Feds warn mortgage servicers to stop ‘shell games’

Posted by Julian Yates on Tuesday, February 25th, 2014 at 3:10pm.

WASHINGTON – Feb. 25, 2014 – Mortgage servicers who play “shell games” with homeowners and fail to follow new rules on how to help borrowers in default or facing foreclosure will pay for their actions, a top government consumer watchdog warned last week.

Steve Antonakes, deputy director of the Consumer Financial Protection Bureau, made the statements at the Mortgage Bankers Association’s national mortgage-servicing conference in Florida.

“My message to you today is a tough one,” he told the conference. “We have raised the bar in favor of American consumers, and we are ready, willing and able to vigorously enforce that bar.”

The warning came the same week as a New York Times report that consumers around the nation are having difficulties dealing with specialty mortgage servicers that collect mortgage payments.

Katherine Porter, a UC Irvine law professor and the state’s monitor for the 2012 $25 billion settlement between the nation’s largest banks and federal authorities, said in the Times story that mortgage-servicing companies have “overpromised and underdelivered.”

“The conventional wisdom of the last three years is that nonbanks specializing in mortgage servicing do a better job at assisting homeowners,” Porter told the Register in an interview Thursday, “but complaints from homeowners indicate multiple problems with helping homeowners in the loan-modification process.”

Servicers, whether they’re banks or so-called nonbank companies, take mortgage payments from borrowers and forward them to the loan owners. The servicers also handle loan modifications and foreclosures. More and more, these tasks have been shifted from banks to servicing companies, which now have more than 17 percent of the mortgage-servicing market, said Guy Cecala of Inside Mortgage Finance, a trade publication.

Nationwide, one in 10 homeowners remains underwater and 2 million households are at high risk of foreclosure, Antonakes said.

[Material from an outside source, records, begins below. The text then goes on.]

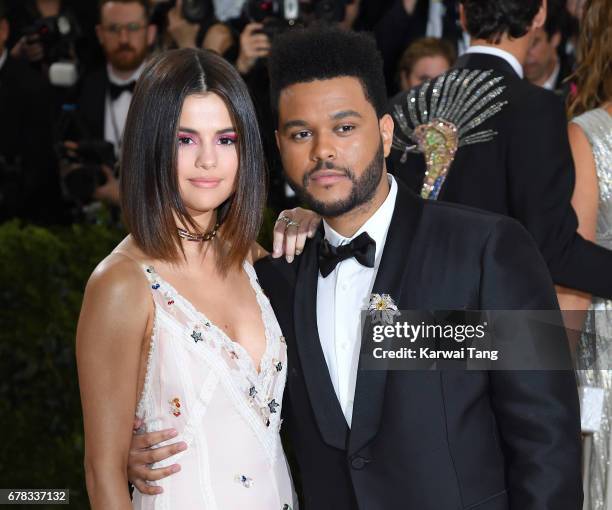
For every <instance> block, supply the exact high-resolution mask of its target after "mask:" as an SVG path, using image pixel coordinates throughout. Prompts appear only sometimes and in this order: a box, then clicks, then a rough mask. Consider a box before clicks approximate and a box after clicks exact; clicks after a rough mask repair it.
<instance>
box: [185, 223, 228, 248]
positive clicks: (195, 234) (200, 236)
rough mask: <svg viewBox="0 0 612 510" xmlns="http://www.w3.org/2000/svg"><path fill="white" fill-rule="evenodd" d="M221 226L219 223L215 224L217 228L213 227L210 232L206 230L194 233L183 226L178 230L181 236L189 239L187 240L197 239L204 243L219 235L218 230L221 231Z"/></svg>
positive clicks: (193, 239)
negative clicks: (217, 235) (219, 226)
mask: <svg viewBox="0 0 612 510" xmlns="http://www.w3.org/2000/svg"><path fill="white" fill-rule="evenodd" d="M219 226H220V225H219V224H218V223H217V224H216V225H215V228H213V229H212V230H211V231H210V232H204V233H203V234H193V233H192V232H189V231H188V230H185V229H183V228H177V231H178V234H179V237H182V238H183V239H187V241H195V242H197V243H203V242H205V241H210V240H211V239H213V238H214V237H215V236H216V235H217V232H218V231H219Z"/></svg>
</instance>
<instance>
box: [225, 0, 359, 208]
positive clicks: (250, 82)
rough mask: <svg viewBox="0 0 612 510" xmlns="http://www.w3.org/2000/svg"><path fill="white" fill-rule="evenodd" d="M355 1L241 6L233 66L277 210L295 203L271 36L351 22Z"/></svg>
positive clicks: (259, 3) (324, 0) (268, 2)
mask: <svg viewBox="0 0 612 510" xmlns="http://www.w3.org/2000/svg"><path fill="white" fill-rule="evenodd" d="M358 5H359V4H358V2H357V0H272V1H270V0H247V1H246V2H245V4H244V8H243V22H246V24H245V26H244V28H243V29H242V32H241V34H240V49H239V52H238V58H237V59H236V63H235V66H236V68H237V69H238V71H239V72H240V74H241V75H242V77H243V78H244V80H245V82H246V84H247V86H248V87H249V91H250V92H251V96H252V97H253V102H254V104H255V109H256V111H257V117H258V120H259V126H260V131H261V133H262V137H263V144H264V152H265V155H266V161H267V162H268V167H269V173H270V190H269V191H270V192H269V193H268V205H269V206H270V207H271V208H272V209H274V210H275V211H277V212H279V211H281V210H283V209H290V208H292V207H295V206H296V205H298V203H297V199H296V197H295V194H294V193H293V191H292V190H291V189H290V188H289V186H288V185H286V184H285V179H284V177H283V173H282V166H281V162H280V156H279V154H278V148H277V146H276V140H275V137H274V129H275V120H274V118H273V116H272V113H271V107H270V98H269V92H268V91H269V78H268V68H267V57H268V55H269V53H270V48H271V46H272V44H273V42H274V37H275V36H276V34H279V33H281V32H283V31H285V30H292V29H294V28H295V27H301V26H307V25H311V24H315V23H320V24H340V25H341V26H343V27H346V26H348V25H350V24H351V23H352V22H353V21H354V19H355V18H356V13H357V8H358Z"/></svg>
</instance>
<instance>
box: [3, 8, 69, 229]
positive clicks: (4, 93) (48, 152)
mask: <svg viewBox="0 0 612 510" xmlns="http://www.w3.org/2000/svg"><path fill="white" fill-rule="evenodd" d="M9 33H10V26H9V21H8V18H7V8H6V3H5V0H0V119H1V122H0V221H4V220H7V219H10V218H14V217H17V218H22V219H27V220H33V221H36V222H38V223H46V224H47V223H54V222H61V221H64V219H65V218H64V216H63V206H62V202H61V193H60V186H59V174H58V170H57V165H56V162H55V155H54V153H53V148H52V145H51V140H52V130H51V112H50V108H49V98H50V93H49V88H48V86H47V84H46V83H45V82H44V80H43V78H42V77H41V76H40V75H39V74H38V73H37V72H35V71H34V70H33V69H31V68H30V67H29V66H28V64H27V63H25V62H22V61H19V60H16V59H14V58H12V57H11V56H10V55H9V53H8V50H7V48H6V42H7V39H8V37H9Z"/></svg>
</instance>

He told the conference, “There will be no more shell games where the first servicer says the transfer ended all of its responsibility to consumers and the second servicer says it got a data dump missing critical documents.”

The country’s largest nonbank mortgage loan servicer, Ocwen Financial Corp., and its subsidiary, Ocwen Loan Servicing, reached a $2.1 billion settlement with the consumer bureau and 49 states and the District of Columbia in December. The consumer bureau alleged such abuses as improper fees, not crediting mortgage payments in a timely way, wrongly denying loan modifications, failing to honor trial modifications with prior servicers, and robo-signing foreclosure documents without verifying the information.

Ocwen specializes in servicing subprime or delinquent loans.

The consumer bureau, in a news release at the time of the settlement, called out Ocwen’s “systemic misconduct at every stage of the mortgage-servicing process.”

A company spokesman could not be reached for comment.

In January, new federal rules went into effect that include nonbanks. The rules mirror those in the $25 billion National Mortgage Settlement. The regulations aim to prohibit various servicing and foreclosure abuses, as well as restrict dual tracking – foreclosing while a homeowner is still in the process of trying to obtain a loan modification.

“We expect you to pay exceptionally close attention to servicing transfers and understand we will as well,” Antonakes told the conference. “Struggling borrowers being told to pay incorrect higher amounts because of the failure to honor an in-process loan modification – and then being punished with foreclosure for their inability to pay the incorrect amounts – will not be tolerated.”

Porter said as some servicers have grown rapidly, they could be experiencing challenges of capacity.

“Also, smaller is not necessarily better,” she said. “Many of the largest servicers, because of the reforms in the National Mortgage Settlement, have dramatically improved in the last two years.”

Cecala said the nonbank firms have been buying mortgage-servicing rights as an investment. “It’s a different mindset from the banks, who were often doing the servicing as a result of basic banking operations and mortgage lending,” he said.

The concern of regulators, he said, is “What assurances do we have that they (nonbanks) are looking after the best interests of the borrower?”